You cannot create your own log endpoints on fiddles, but Fiddle will intercept any log output and render it in the report.

Log output in Fiddle

The normally required service ID and log endpoint name can be set to anything or omitted entirely. All of the following log statements will work in VCL fiddles:

log "syslog " req.service_id " log-endpoint-name :: LOG MESSAGE HERE";
log "syslog :: LOG MESSAGE HERE";
log "LOG MESSAGE HERE";

In Compute@Edge, each language SDK offers an API for logging to Fastly named log endpoints, and the language usually also offers methods for directing output to STDOUT or STDERR. All such output is captured by Fiddle.

Using WAF with Fiddle

WARNING: As of June 30, 2021, the Fastly WAF is a legacy product. It will continue to be supported for all existing users.

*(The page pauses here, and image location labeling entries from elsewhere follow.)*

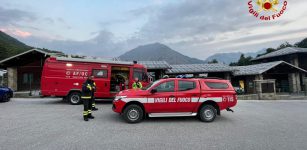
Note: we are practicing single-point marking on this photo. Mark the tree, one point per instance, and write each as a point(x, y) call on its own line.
point(214, 61)
point(284, 45)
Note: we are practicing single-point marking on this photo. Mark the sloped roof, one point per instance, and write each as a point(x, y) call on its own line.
point(199, 68)
point(155, 64)
point(260, 68)
point(281, 52)
point(93, 60)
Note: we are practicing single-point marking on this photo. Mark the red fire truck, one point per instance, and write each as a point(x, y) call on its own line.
point(204, 98)
point(63, 77)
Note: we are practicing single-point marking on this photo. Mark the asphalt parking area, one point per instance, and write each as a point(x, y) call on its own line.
point(52, 124)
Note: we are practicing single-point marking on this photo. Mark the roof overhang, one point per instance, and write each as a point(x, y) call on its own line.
point(23, 58)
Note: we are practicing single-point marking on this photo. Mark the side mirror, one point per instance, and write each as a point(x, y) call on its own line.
point(153, 91)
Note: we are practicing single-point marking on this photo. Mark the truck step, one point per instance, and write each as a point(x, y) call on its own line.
point(181, 114)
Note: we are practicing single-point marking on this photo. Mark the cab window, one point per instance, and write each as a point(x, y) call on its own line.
point(100, 73)
point(217, 85)
point(166, 87)
point(186, 85)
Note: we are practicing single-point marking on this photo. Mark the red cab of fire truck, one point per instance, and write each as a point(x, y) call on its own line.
point(63, 77)
point(204, 98)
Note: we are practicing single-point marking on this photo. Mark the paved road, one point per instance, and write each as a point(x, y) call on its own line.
point(52, 124)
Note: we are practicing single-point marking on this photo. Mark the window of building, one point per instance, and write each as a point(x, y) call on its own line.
point(140, 74)
point(186, 85)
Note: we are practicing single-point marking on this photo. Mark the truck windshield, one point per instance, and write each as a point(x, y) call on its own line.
point(150, 85)
point(140, 74)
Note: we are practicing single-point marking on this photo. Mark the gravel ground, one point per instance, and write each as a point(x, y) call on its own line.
point(53, 124)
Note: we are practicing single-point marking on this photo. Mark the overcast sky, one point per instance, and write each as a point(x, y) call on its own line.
point(197, 28)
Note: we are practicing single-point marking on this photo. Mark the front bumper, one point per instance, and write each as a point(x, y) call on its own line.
point(118, 106)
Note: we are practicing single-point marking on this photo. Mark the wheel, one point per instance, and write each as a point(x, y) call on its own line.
point(75, 98)
point(207, 113)
point(133, 113)
point(6, 97)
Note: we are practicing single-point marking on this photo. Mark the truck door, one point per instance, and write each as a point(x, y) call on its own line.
point(163, 100)
point(102, 82)
point(187, 96)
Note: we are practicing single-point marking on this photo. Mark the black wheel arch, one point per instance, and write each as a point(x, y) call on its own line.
point(135, 103)
point(212, 103)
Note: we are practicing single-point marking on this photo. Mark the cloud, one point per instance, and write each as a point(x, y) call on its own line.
point(17, 32)
point(197, 28)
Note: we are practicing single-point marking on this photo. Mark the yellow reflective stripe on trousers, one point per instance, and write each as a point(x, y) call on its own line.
point(86, 97)
point(85, 113)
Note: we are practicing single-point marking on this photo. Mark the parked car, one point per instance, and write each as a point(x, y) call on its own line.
point(5, 94)
point(204, 98)
point(239, 90)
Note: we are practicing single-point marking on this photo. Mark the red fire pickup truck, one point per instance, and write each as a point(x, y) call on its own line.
point(204, 98)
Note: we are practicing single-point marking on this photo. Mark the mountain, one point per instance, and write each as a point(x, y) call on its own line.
point(10, 46)
point(158, 52)
point(227, 58)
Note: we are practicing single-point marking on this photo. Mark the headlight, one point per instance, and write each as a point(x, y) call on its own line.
point(119, 98)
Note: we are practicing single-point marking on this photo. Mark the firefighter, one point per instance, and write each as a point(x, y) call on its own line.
point(92, 101)
point(86, 97)
point(137, 84)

If Enable WAF is selected in request options, the Fastly WAF is available to your VCL fiddle service. The WAF inspects requests and triggers behaviors based on rules. These are customizable per-service, and the set of rules configured for Fiddle is not editable, so rather than testing your specific WAF configuration, you can use Fiddle to understand the mechanism of how WAF integrates into Fastly services.

By default, WAF will run at the end of vcl_miss and vcl_pass, after your fiddle's VCL. To trigger it manually, call the fiddle_waf custom subroutine:

call fiddle_waf;
# ... code to execute AFTER the WAF has run

If you include call fiddle_waf; anywhere in your code, Fiddle will not invoke WAF automatically. When the WAF is triggered, it will throw an error code 991. You can intercept this in vcl_error if you want:

if (obj.status == 991 && obj.response == "WAF block") {
set obj.status = 403;
set obj.response = "Forbidden";
set obj.http.Content-Type = "text/html";
synthetic "Request blocked!";
return (deliver);
}

Fiddle will capture error 991 automatically and convert it to a 403 Forbidden if you don't do anything with it yourself.

Service chaining

The hostname on which the fiddle is hosted is allocated dynamically at runtime, which means you can't know what it will be ahead of time. This makes it hard to do so-called 'service-chaining', in which a Fastly service uses itself as an origin server. To allow for service chaining in fiddles, we therefore support the special origin hostname https://self, which will be transformed into the hostname on which the fiddle is hosted.

Limitations

While the intention is that anything you can do with a real Fastly service, you can do in a fiddle, there are some exceptions and limitations:

  • All fiddle code is public. It is intentionally not possible to have private fiddles. Anything you type or paste into the Fiddle web interface is visible to anyone on the internet.
  • No defining origins in VCL. Unlike in a real VCL service, you can't define origins in Fiddle VCL. Use the origin text fields in the Fiddle web interface for this instead, and then refer to them in VCL as F_origin_0 through F_origin_4. You also cannot define origins in Compute@Edge fiddle code but you can't do it in a real Compute@Edge service either.
  • Some header names are reserved. You can't read or write any HTTP header that begins with Fastly-Fiddle, because these are used by the Fiddle tool.
  • The Host header is set automatically. Normally you would need to set the Host header if you have multiple backends with different hostnames. You can still do this in fiddles, but since you will almost always need to set an override (otherwise the host header passed to the backend will be something like exec1.fiddle.fastly.dev), we do it for you if you don't do it yourself.
  • Backends are always healthy for origins you define, even if your origin is down. This is a side effect of using a proxy to collect data about origin requests (the health check is checking the proxy, not the actual origin). If you want to test using an unhealthy backend, use the special F_origin_unhealthy backend in VCL fiddles, which is always sick.
  • Fiddles can only be directly executed by the creator. We don't allow fiddles to be executed outside of the app by anyone other than the creator, because we don't want to allow anyone to host arbitrary content on our infrastructure. If you want to share a fiddle with someone else, you can do so by copying the URL, appending /clone, and sending it to them.